Using the shell method, the volume is given exactly by the definite integral,

2\pi\displaystyle\int_0^1x(1+9x^3)\,\mathrm dx

Splitting up the interval [0, 1] into 5 subintervals gives the partition,

[0, 1/5], [1/5, 2/5], [2/5, 3/5], [3/5, 4/5], [4/5, 5]

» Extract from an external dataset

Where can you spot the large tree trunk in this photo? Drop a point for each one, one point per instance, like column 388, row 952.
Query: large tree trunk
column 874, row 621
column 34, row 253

with left and right endpoints, respectively, for the i-th subinterval

\ell_i=\dfrac{i-1}5

r_i=\dfrac i5

where 1\le i\le5. The midpoint of each subinterval is

m_i=\dfrac{\ell_i+r_i}2=\dfrac{2i-1}{10}

Then the Riemann sum approximating the integral above is

2\pi\displaystyle\sum_{i=1}^5m_i(1+9{m_i}^3)\frac{1-0}5

\dfrac{2\pi}5\displaystyle\sum_{i=1}^5\left(\frac{2i-1}{10}+9\left(\frac{2i-1}{10}\right)^4\right)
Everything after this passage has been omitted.